Simulating future changes before going live with them
Change is always difficult, it means moving from the routine to the new. Dealing with new situations is taxing at the best of times, if the change has associated financial consequences like the release of new software or way of working then the stress (like interest) is compounded further.
This post then looks at ways where we can interactively simulate any number of possible futures and more deeply understand what the consequences of change might be so as to avoid costly mistakes. We put a BPMN diagram of a business process into a simulator, update the simulator with facts about the process and then execute the simulator to see how our process might look like under different circumstances.

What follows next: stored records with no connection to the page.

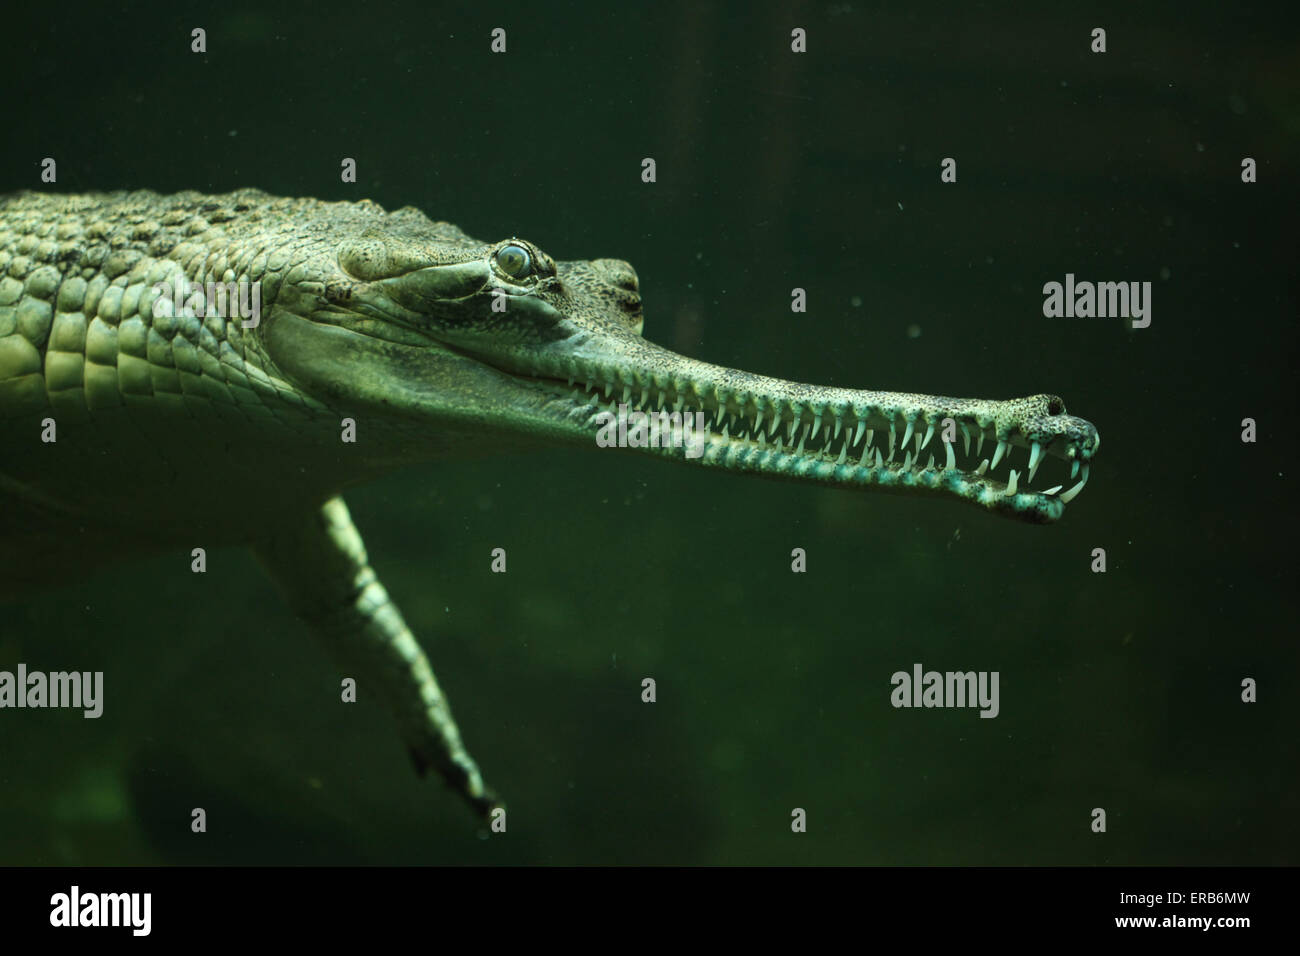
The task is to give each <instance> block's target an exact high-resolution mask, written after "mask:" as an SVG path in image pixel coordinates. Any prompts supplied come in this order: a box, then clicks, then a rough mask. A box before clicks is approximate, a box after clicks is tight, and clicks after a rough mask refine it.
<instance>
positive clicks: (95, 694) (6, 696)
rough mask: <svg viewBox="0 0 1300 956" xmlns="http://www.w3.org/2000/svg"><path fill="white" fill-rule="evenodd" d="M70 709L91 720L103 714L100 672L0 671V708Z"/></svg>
mask: <svg viewBox="0 0 1300 956" xmlns="http://www.w3.org/2000/svg"><path fill="white" fill-rule="evenodd" d="M3 708H73V709H78V710H83V711H85V713H83V714H82V717H86V718H87V719H94V718H96V717H99V715H100V714H103V713H104V671H94V672H91V671H51V672H49V674H45V672H44V671H29V670H27V665H25V663H19V665H18V671H17V674H14V672H13V671H0V709H3Z"/></svg>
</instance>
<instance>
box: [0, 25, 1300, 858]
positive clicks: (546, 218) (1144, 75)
mask: <svg viewBox="0 0 1300 956" xmlns="http://www.w3.org/2000/svg"><path fill="white" fill-rule="evenodd" d="M1268 7H1273V5H1271V4H1270V5H1268ZM1275 7H1277V8H1278V10H1282V9H1284V8H1283V5H1281V4H1278V5H1275ZM1279 16H1282V14H1279V13H1275V12H1273V10H1269V9H1265V10H1253V12H1252V9H1249V8H1247V7H1242V5H1226V4H1191V5H1190V4H1184V3H1177V4H1175V3H1167V4H1141V9H1140V10H1134V9H1131V5H1127V4H1126V5H1117V7H1113V8H1106V7H1104V5H1096V4H1087V5H1078V8H1076V9H1074V10H1071V9H1070V8H1067V7H1058V5H1049V4H1039V5H1034V7H1026V8H1023V9H1022V8H1017V7H1013V5H1009V4H1008V5H1004V4H992V5H969V4H953V5H950V7H949V8H943V7H924V5H917V4H913V3H898V4H891V5H887V7H881V5H875V4H872V5H865V4H855V3H854V4H850V3H824V4H802V5H798V4H789V5H763V4H753V3H745V4H740V3H737V4H732V5H708V4H698V3H689V1H685V0H684V1H680V3H659V4H654V5H646V7H643V8H638V7H634V5H630V4H623V3H619V4H607V3H588V4H580V5H572V7H571V5H565V4H480V5H474V7H446V5H442V4H413V3H412V4H402V5H394V4H382V3H372V4H334V5H330V4H311V5H303V7H302V8H290V9H287V10H285V12H266V10H263V9H261V7H260V5H255V4H230V3H220V4H211V5H190V4H107V5H103V4H100V5H96V7H94V8H91V9H85V10H79V9H78V8H77V7H74V5H73V7H69V5H64V4H59V5H56V7H36V5H25V8H21V9H18V10H16V12H10V10H6V13H5V17H6V34H8V42H6V44H5V65H6V77H8V79H6V96H5V100H6V105H5V111H4V117H5V118H4V129H3V133H0V137H3V139H4V150H3V157H0V159H3V168H0V189H4V190H8V189H40V187H42V186H40V185H39V183H38V164H39V161H40V160H42V159H43V157H45V156H52V157H56V159H57V161H59V183H57V186H56V189H57V190H61V191H82V190H99V189H120V187H148V189H155V190H160V191H173V190H179V189H199V190H205V191H225V190H230V189H235V187H240V186H259V187H261V189H265V190H268V191H270V193H277V194H290V195H313V196H318V198H322V199H360V198H370V199H374V200H377V202H380V203H382V204H385V206H387V207H390V208H393V207H398V206H406V204H411V206H417V207H420V208H422V209H425V211H426V212H428V213H429V215H430V216H433V217H435V219H446V220H450V221H454V222H456V224H459V225H460V226H463V228H464V229H465V230H467V232H469V233H471V234H472V235H477V237H481V238H484V239H487V241H491V239H497V238H502V237H507V235H513V234H517V235H523V237H526V238H529V239H533V241H534V242H537V243H539V245H541V246H542V247H543V248H546V250H549V251H550V252H551V254H554V255H555V256H556V258H563V259H575V258H598V256H619V258H624V259H628V260H630V261H632V263H633V264H634V265H636V267H637V269H638V272H640V276H641V284H642V291H643V295H645V303H646V336H647V337H650V338H654V339H655V341H658V342H662V343H664V345H667V346H669V347H672V349H676V350H679V351H682V352H686V354H690V355H694V356H699V358H703V359H707V360H711V362H716V363H722V364H728V365H735V367H741V368H748V369H753V371H759V372H766V373H772V375H780V376H784V377H789V378H794V380H801V381H814V382H820V384H836V385H846V386H865V388H880V389H897V390H914V392H932V393H944V394H957V395H985V397H991V398H1009V397H1014V395H1024V394H1032V393H1037V392H1053V393H1057V394H1060V395H1062V397H1063V398H1065V399H1066V402H1067V405H1069V407H1070V410H1071V411H1073V412H1075V414H1079V415H1083V416H1086V418H1088V419H1089V420H1092V421H1093V423H1096V425H1097V427H1099V429H1100V432H1101V434H1102V437H1104V442H1102V447H1101V451H1100V455H1099V459H1097V463H1096V466H1095V468H1093V475H1092V481H1091V483H1089V486H1088V489H1087V492H1086V493H1084V494H1083V496H1082V497H1080V498H1079V501H1078V502H1075V503H1074V505H1071V506H1070V509H1069V512H1067V515H1066V516H1065V519H1063V522H1062V523H1061V524H1058V525H1056V527H1049V528H1037V527H1027V525H1019V524H1011V523H1005V522H1000V520H997V519H995V518H991V516H987V515H984V514H982V512H978V511H974V510H970V509H965V507H962V506H959V505H953V503H946V502H935V501H927V499H910V498H894V497H875V496H871V494H853V493H848V492H835V490H827V489H822V488H810V486H800V485H785V484H775V483H764V481H758V480H751V479H744V477H736V476H729V475H722V473H716V472H711V471H703V470H692V468H675V467H671V466H668V464H663V463H659V462H654V460H649V459H645V458H641V457H637V455H616V454H591V453H585V454H584V453H581V451H568V450H558V451H555V453H552V454H547V455H538V457H533V455H529V457H523V455H511V454H510V449H504V450H503V451H504V453H506V454H503V455H502V457H500V458H490V459H482V460H471V462H446V463H443V464H441V466H437V467H425V468H417V470H411V471H408V472H404V473H399V475H394V476H391V477H389V479H386V480H383V481H380V483H376V484H373V485H369V486H367V488H363V489H357V490H356V492H355V493H352V494H351V496H350V498H348V499H350V502H351V507H352V514H354V516H355V518H356V520H357V523H359V525H360V527H361V529H363V532H365V535H367V541H368V545H369V550H370V555H372V561H373V563H374V566H376V567H377V568H378V571H380V574H381V575H382V578H383V579H385V581H386V583H387V587H389V589H390V591H391V592H393V594H394V596H395V598H396V600H398V602H399V605H400V606H402V607H403V610H404V613H406V617H407V619H408V622H409V623H411V626H412V628H413V630H415V631H416V633H417V635H419V636H420V637H421V640H422V643H424V644H425V646H426V648H428V649H429V652H430V654H432V657H433V659H434V663H435V666H437V669H438V672H439V675H441V679H442V683H443V687H445V688H446V689H447V692H448V693H450V696H451V700H452V704H454V706H455V711H456V715H458V718H459V721H460V724H461V728H463V731H464V735H465V739H467V743H468V744H469V747H471V749H472V750H473V753H474V754H476V757H477V758H478V761H480V763H481V765H482V767H484V771H485V775H486V777H487V779H489V780H490V782H491V783H493V784H494V786H495V787H497V788H499V791H500V792H502V793H503V795H504V796H506V797H507V799H508V801H510V818H508V821H510V822H508V832H507V834H506V835H494V836H490V838H489V836H487V835H486V834H484V832H480V831H477V827H476V823H474V821H473V818H472V817H471V814H469V813H468V810H465V808H463V806H461V805H460V803H458V801H456V800H455V799H454V797H451V796H450V795H447V793H445V792H443V791H442V788H441V786H439V784H437V783H433V782H420V780H417V779H416V778H415V775H413V774H412V771H411V767H409V765H408V762H407V758H406V754H404V753H403V750H402V747H400V745H399V743H398V739H396V735H395V732H394V728H393V726H391V723H390V722H389V719H387V715H386V714H385V713H383V711H382V709H381V708H380V706H378V704H377V702H376V701H373V700H368V698H364V696H363V701H361V702H360V704H359V705H356V706H343V705H341V704H339V702H338V679H339V675H338V674H337V672H335V670H334V669H333V667H331V665H330V661H329V659H328V658H326V656H325V654H324V653H320V652H318V650H317V648H316V646H315V644H313V641H312V639H311V636H309V635H308V633H307V632H305V630H304V628H303V627H302V626H300V624H299V623H298V622H296V620H295V619H294V618H292V617H291V615H290V614H289V613H287V610H286V609H285V606H283V605H282V604H281V602H279V600H278V597H277V594H276V593H274V592H273V589H272V587H270V584H269V583H268V581H266V580H265V579H263V578H261V576H260V575H259V571H257V568H256V566H255V564H253V562H252V559H251V558H250V557H248V555H246V554H243V553H239V551H216V553H213V554H212V555H209V571H208V574H207V575H203V576H198V575H192V574H190V571H188V557H187V554H168V555H160V557H157V558H156V559H152V561H148V562H143V563H140V562H136V563H130V564H125V563H123V564H122V566H121V567H113V568H109V570H107V571H105V572H101V574H98V575H96V576H94V578H88V579H79V578H75V579H73V580H69V581H66V585H68V587H65V588H62V589H57V591H49V592H45V593H42V594H34V596H31V597H30V600H23V601H21V602H18V604H14V605H10V606H6V607H5V609H4V610H3V624H0V667H12V666H13V665H16V663H17V662H18V661H26V662H27V665H29V666H30V667H34V669H45V670H60V669H73V667H75V669H78V670H103V671H105V672H107V675H105V680H107V695H108V698H107V709H105V715H104V717H103V718H101V719H99V721H85V719H81V717H78V715H75V714H73V713H68V711H0V864H14V862H17V864H121V862H125V864H136V862H213V861H222V862H530V864H581V862H684V864H737V862H746V864H749V862H766V864H771V862H836V864H1067V862H1069V864H1079V862H1112V864H1242V862H1274V864H1282V862H1288V864H1294V862H1296V861H1297V852H1296V851H1297V845H1300V840H1297V830H1300V827H1297V822H1296V821H1297V817H1300V801H1297V799H1296V784H1297V771H1296V767H1297V760H1296V757H1297V754H1296V747H1295V739H1296V727H1297V719H1296V718H1297V705H1296V695H1297V687H1296V679H1297V676H1300V667H1297V663H1300V662H1297V649H1296V648H1297V644H1296V626H1295V614H1296V598H1295V567H1296V562H1295V542H1296V540H1297V537H1296V531H1297V529H1296V516H1295V515H1296V512H1295V506H1294V476H1295V472H1296V453H1295V442H1296V436H1295V414H1296V386H1295V377H1294V372H1295V367H1296V347H1295V334H1294V328H1295V321H1296V316H1297V308H1296V281H1295V280H1296V269H1295V263H1296V239H1295V234H1296V232H1295V212H1296V204H1295V198H1296V193H1295V187H1294V183H1295V179H1296V176H1297V174H1300V163H1297V159H1300V151H1297V137H1296V133H1297V130H1300V98H1297V92H1300V81H1297V46H1296V39H1295V38H1296V30H1295V25H1294V23H1291V22H1283V21H1281V20H1279ZM195 26H203V27H204V29H207V31H208V53H207V55H201V56H200V55H192V53H190V52H188V43H190V40H188V31H190V29H191V27H195ZM495 26H502V27H506V29H507V31H508V53H507V55H504V56H493V55H490V53H489V31H490V30H491V29H493V27H495ZM793 26H802V27H805V29H806V30H807V31H809V52H807V53H806V55H802V56H796V55H792V53H790V52H789V31H790V29H792V27H793ZM1095 26H1102V27H1105V29H1106V30H1108V34H1109V52H1108V53H1105V55H1100V56H1099V55H1092V53H1089V52H1088V44H1089V31H1091V29H1092V27H1095ZM344 156H350V157H355V159H356V160H357V164H359V172H360V182H359V183H356V185H342V183H341V182H339V161H341V159H342V157H344ZM646 156H653V157H655V160H656V161H658V182H656V183H654V185H645V183H642V182H641V181H640V164H641V160H642V157H646ZM945 156H953V157H956V159H957V160H958V183H957V185H941V183H940V181H939V161H940V160H941V159H943V157H945ZM1243 156H1253V157H1256V159H1257V161H1258V170H1260V172H1258V176H1260V182H1258V183H1256V185H1249V186H1247V185H1243V183H1242V182H1240V178H1239V164H1240V160H1242V157H1243ZM1066 272H1074V273H1075V274H1076V276H1079V278H1089V280H1113V281H1118V280H1125V281H1128V280H1132V281H1143V280H1148V281H1152V282H1153V284H1154V293H1153V321H1152V325H1151V328H1149V329H1145V330H1141V332H1126V330H1125V329H1123V328H1122V326H1121V325H1119V323H1117V321H1106V320H1049V319H1044V317H1043V315H1041V302H1043V298H1041V291H1040V290H1041V286H1043V284H1044V282H1047V281H1053V280H1056V281H1061V280H1062V278H1063V276H1065V273H1066ZM794 286H802V287H805V289H807V294H809V303H810V307H809V311H807V313H806V315H792V312H790V310H789V295H790V289H792V287H794ZM854 303H857V304H854ZM911 325H915V326H918V329H919V333H920V334H919V336H915V334H909V326H911ZM914 332H917V329H913V333H914ZM1244 416H1253V418H1256V419H1257V420H1258V423H1260V441H1258V444H1256V445H1243V444H1242V441H1240V438H1239V432H1240V424H1239V423H1240V420H1242V419H1243V418H1244ZM3 454H5V453H4V450H3V449H0V455H3ZM194 493H195V494H203V493H205V489H200V488H195V489H194ZM250 493H253V489H250ZM227 506H229V507H238V501H237V499H227ZM498 546H500V548H506V549H507V551H508V554H510V571H508V574H507V575H504V576H502V575H491V574H489V553H490V551H491V549H493V548H498ZM794 546H800V548H805V549H806V550H807V553H809V572H807V574H805V575H793V574H790V571H789V554H790V549H792V548H794ZM1093 548H1105V549H1106V553H1108V555H1109V571H1108V572H1106V574H1105V575H1096V574H1091V572H1089V553H1091V550H1092V549H1093ZM69 578H74V575H72V574H70V575H69ZM918 661H919V662H922V663H924V665H926V666H927V667H935V669H939V670H965V669H975V670H998V671H1000V672H1001V697H1002V700H1001V708H1002V713H1001V715H1000V717H998V718H997V719H996V721H985V719H979V718H978V717H976V714H975V713H974V711H970V710H966V711H953V710H919V711H918V710H894V709H892V708H891V706H889V691H891V687H889V675H891V674H892V672H893V671H896V670H907V669H910V666H911V665H913V663H914V662H918ZM643 676H653V678H655V679H656V682H658V692H659V701H658V702H656V704H654V705H653V706H651V705H645V704H642V702H641V701H640V682H641V679H642V678H643ZM1245 676H1252V678H1255V679H1257V680H1258V683H1260V702H1258V704H1255V705H1251V706H1247V705H1243V704H1242V702H1240V701H1239V693H1240V688H1239V683H1240V680H1242V679H1243V678H1245ZM192 806H204V808H205V809H207V810H208V819H209V831H208V832H207V834H205V835H201V836H198V835H192V834H191V832H190V830H188V818H190V808H192ZM794 806H802V808H805V809H806V810H807V813H809V831H807V834H805V835H793V834H792V832H790V827H789V819H790V809H792V808H794ZM1095 806H1102V808H1105V809H1106V810H1108V813H1109V830H1108V832H1106V834H1104V835H1096V834H1093V832H1091V831H1089V813H1091V810H1092V808H1095Z"/></svg>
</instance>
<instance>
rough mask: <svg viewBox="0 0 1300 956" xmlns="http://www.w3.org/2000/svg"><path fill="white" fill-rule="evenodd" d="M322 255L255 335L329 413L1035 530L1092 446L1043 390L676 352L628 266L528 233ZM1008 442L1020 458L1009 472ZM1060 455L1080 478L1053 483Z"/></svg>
mask: <svg viewBox="0 0 1300 956" xmlns="http://www.w3.org/2000/svg"><path fill="white" fill-rule="evenodd" d="M318 265H320V268H322V269H324V271H325V274H324V276H320V274H315V273H313V272H311V271H308V272H305V273H304V278H303V280H302V281H296V282H295V281H294V277H292V276H289V277H287V278H286V281H285V282H283V284H282V286H281V287H279V290H278V293H277V297H276V306H274V310H273V312H272V315H270V316H269V319H268V321H266V323H265V326H264V329H263V333H261V334H263V341H264V342H265V347H266V351H268V352H269V355H270V358H272V359H273V362H274V363H276V364H277V367H278V368H279V369H281V371H282V372H283V373H285V375H286V376H287V377H290V378H291V380H292V381H294V382H295V384H296V385H298V386H299V388H303V389H304V390H305V392H308V393H309V394H312V395H313V397H315V398H316V399H318V401H321V402H324V403H326V405H330V406H333V407H347V408H357V407H361V408H367V410H373V411H374V412H376V414H377V415H381V416H382V418H383V419H385V420H387V421H403V423H409V424H412V425H415V424H421V425H424V424H428V423H433V424H434V425H435V427H437V428H438V431H439V432H447V433H455V434H456V436H458V437H459V438H458V440H460V441H464V440H473V438H474V437H476V436H480V437H481V438H482V441H484V442H485V444H489V445H494V446H497V447H502V446H503V445H504V444H506V442H508V441H510V440H511V436H515V437H517V438H541V440H546V441H556V440H558V441H576V442H586V444H590V445H593V446H606V445H611V444H614V445H625V446H630V447H640V449H641V450H642V451H645V453H649V454H655V455H659V457H667V458H676V459H680V460H694V462H697V463H699V464H705V466H712V467H720V468H724V470H728V471H742V472H754V473H759V475H766V476H771V477H781V479H794V480H802V481H814V483H820V484H827V485H837V486H845V488H872V489H879V490H888V492H904V493H920V494H927V493H928V494H936V496H943V497H950V498H957V499H962V501H966V502H970V503H974V505H978V506H980V507H983V509H987V510H989V511H993V512H996V514H1000V515H1004V516H1009V518H1017V519H1021V520H1027V522H1034V523H1047V522H1053V520H1056V519H1058V518H1060V516H1061V515H1062V512H1063V511H1065V506H1066V505H1067V503H1069V502H1070V501H1073V499H1074V497H1075V496H1078V494H1079V492H1080V490H1082V489H1083V485H1084V483H1086V481H1087V480H1088V468H1089V462H1091V459H1092V457H1093V455H1095V454H1096V451H1097V447H1099V445H1100V438H1099V436H1097V431H1096V428H1093V425H1092V424H1091V423H1088V421H1086V420H1084V419H1080V418H1075V416H1073V415H1067V414H1066V410H1065V403H1063V402H1062V401H1061V399H1060V398H1057V397H1054V395H1045V394H1043V395H1032V397H1030V398H1019V399H1010V401H980V399H962V398H948V397H943V395H926V394H909V393H891V392H866V390H854V389H840V388H822V386H816V385H801V384H797V382H790V381H784V380H781V378H771V377H767V376H761V375H751V373H749V372H741V371H736V369H731V368H723V367H719V365H711V364H708V363H705V362H698V360H695V359H690V358H685V356H682V355H677V354H675V352H672V351H668V350H667V349H662V347H659V346H656V345H654V343H651V342H647V341H645V339H643V338H641V328H642V313H641V295H640V290H638V286H637V276H636V272H634V271H633V268H632V267H630V265H629V264H628V263H624V261H620V260H616V259H597V260H591V261H560V263H556V261H555V260H554V259H551V256H549V255H547V254H546V252H543V251H542V250H541V248H538V247H537V246H536V245H533V243H530V242H528V241H524V239H519V238H508V239H502V241H499V242H494V243H485V242H480V241H477V239H472V238H469V237H468V235H465V234H464V233H461V232H460V230H459V229H458V228H455V226H452V225H448V224H446V222H432V221H430V220H428V219H426V217H424V216H422V213H419V212H417V211H415V209H402V211H398V212H394V213H387V217H386V220H383V221H382V225H378V226H376V225H370V226H369V228H364V229H357V230H355V232H354V233H352V234H348V235H341V237H335V241H334V242H333V243H331V246H330V252H329V254H328V255H325V256H324V258H322V260H321V261H320V263H318ZM620 410H621V414H623V418H621V421H623V424H624V428H621V429H620V428H619V423H620V418H619V415H620ZM641 415H645V416H646V418H645V419H642V418H640V416H641ZM675 415H676V416H677V418H672V416H675ZM936 436H937V437H939V444H937V445H935V444H932V442H933V440H935V438H936ZM985 444H988V445H989V446H991V451H989V454H988V457H983V455H984V447H985ZM1013 449H1027V450H1028V460H1027V463H1022V466H1021V468H1019V470H1015V468H1011V458H1013ZM411 457H412V458H419V457H421V455H420V454H419V451H417V450H413V451H412V454H411ZM923 458H926V460H924V463H923V460H922V459H923ZM1053 458H1054V459H1060V460H1061V462H1063V463H1065V464H1062V466H1060V468H1061V471H1062V475H1061V480H1062V484H1058V485H1056V486H1054V488H1049V489H1045V490H1031V489H1030V488H1028V484H1030V483H1031V481H1034V480H1035V479H1036V476H1037V472H1039V470H1040V466H1041V464H1043V462H1044V460H1049V459H1053ZM1004 463H1005V464H1006V468H1008V473H1006V479H1005V480H1001V479H998V477H996V476H995V472H997V471H998V470H1000V467H1001V466H1002V464H1004ZM1066 467H1069V470H1070V477H1069V481H1071V483H1074V484H1071V486H1070V488H1069V489H1067V490H1062V489H1063V486H1065V481H1066V479H1065V477H1063V471H1065V468H1066ZM1080 472H1082V475H1080ZM1075 479H1078V481H1075Z"/></svg>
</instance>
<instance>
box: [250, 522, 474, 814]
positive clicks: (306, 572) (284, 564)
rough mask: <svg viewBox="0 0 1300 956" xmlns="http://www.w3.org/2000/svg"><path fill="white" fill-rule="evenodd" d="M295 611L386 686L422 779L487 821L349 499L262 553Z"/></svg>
mask: <svg viewBox="0 0 1300 956" xmlns="http://www.w3.org/2000/svg"><path fill="white" fill-rule="evenodd" d="M253 550H255V553H256V554H257V558H259V559H260V561H261V563H263V566H264V567H265V568H266V571H268V572H269V574H270V576H272V578H273V579H274V580H276V581H277V584H278V585H279V587H281V589H282V591H283V593H285V596H286V598H287V601H289V604H290V606H291V607H292V609H294V611H296V613H298V614H299V615H300V617H302V618H303V619H304V620H307V623H308V624H311V626H312V628H313V630H315V631H316V633H317V635H318V636H320V637H321V639H322V640H324V641H325V644H326V645H328V646H329V648H330V650H331V652H333V653H334V656H335V657H337V659H338V661H339V662H341V663H342V665H343V666H344V667H346V672H347V674H348V675H350V676H351V675H352V674H355V675H356V678H357V684H359V687H367V685H377V687H378V693H380V696H382V698H383V700H385V701H386V702H387V705H389V706H390V708H391V709H393V711H394V714H395V715H396V718H398V722H399V724H400V728H402V734H403V736H404V737H406V741H407V747H408V749H409V752H411V757H412V760H413V761H415V765H416V769H417V770H419V771H420V773H421V774H422V773H425V771H426V770H428V769H429V767H434V769H437V770H438V773H441V774H442V777H443V778H445V779H446V780H447V783H448V784H450V786H451V787H452V788H454V790H455V791H456V792H459V793H460V795H461V796H463V797H464V799H465V800H468V801H469V804H471V805H472V806H473V808H474V809H476V810H477V812H478V813H481V814H484V816H485V817H487V816H489V814H490V813H491V810H493V809H494V808H495V806H498V805H499V804H498V800H497V797H495V795H494V793H493V792H491V791H490V790H487V787H485V786H484V782H482V777H481V775H480V773H478V766H477V765H476V763H474V761H473V758H472V757H471V756H469V753H468V752H467V750H465V747H464V744H463V743H461V741H460V731H459V730H458V727H456V722H455V719H454V718H452V715H451V706H450V705H448V704H447V698H446V697H445V696H443V693H442V689H441V688H439V687H438V680H437V678H434V675H433V667H432V666H430V665H429V658H428V657H425V653H424V650H422V649H421V648H420V645H419V643H416V639H415V636H413V635H412V633H411V630H409V628H408V627H407V624H406V620H403V619H402V613H400V611H399V610H398V607H396V605H395V604H393V600H391V598H390V597H389V593H387V591H386V589H385V588H383V585H382V584H381V583H380V580H378V576H377V575H376V574H374V570H373V568H372V567H370V564H369V561H368V559H367V555H365V545H364V542H363V541H361V535H360V532H359V531H357V529H356V525H355V524H352V519H351V516H350V515H348V511H347V505H344V503H343V499H342V498H338V497H335V498H330V499H329V501H326V502H325V503H324V505H322V506H320V507H318V509H315V510H311V511H308V512H305V514H298V515H290V516H286V518H285V520H283V522H282V523H279V524H278V527H274V528H269V529H268V535H266V536H265V537H264V538H263V540H260V541H259V542H257V544H256V545H255V546H253Z"/></svg>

Credit Card Application Process
In this process we can see that when the application is received tasks to check credit history and incomes sources are performed in parallel. When all the data has been verified then the application is assessed.
If the underwriter grants the application then an offer is made and the process ends. If it is declined then we need to let the customer know and wait for some feedback. It may also be that the customer requests that the application is reviewed again at which point the underwriter will have to spend some more time to review the data again. This also means that the amount of time to process each application can vary.
Reproduce the 'As-Is' Process
If we have some way of simulating this model, that’s to say assign some values to the model and then run the process multiple times, we could define a baseline that would approximate how that process looks like in real-life.
So we could define who does each task, how long it takes, how many applications are expected to be received in a week and how often they arrive then we could run the simulator with this data and the output would mimic what we have in real-life.
From this baseline we could then make changes to the process to see how it would look like before we actually went live with them.
BPMN Diagram Breakdown
The example process they have is (ahem, fortuitously) the credit card application. The first section is the scenario section which is where we specify some standard measures around the process, first off we can specify how often the process will be launched. The set value is 10 minutes with a exponential distribution of arrival, which means that most will arrive with around 10 minutes difference between them but some will arrive 30 seconds and others 10 hours, so as to mimic the real world.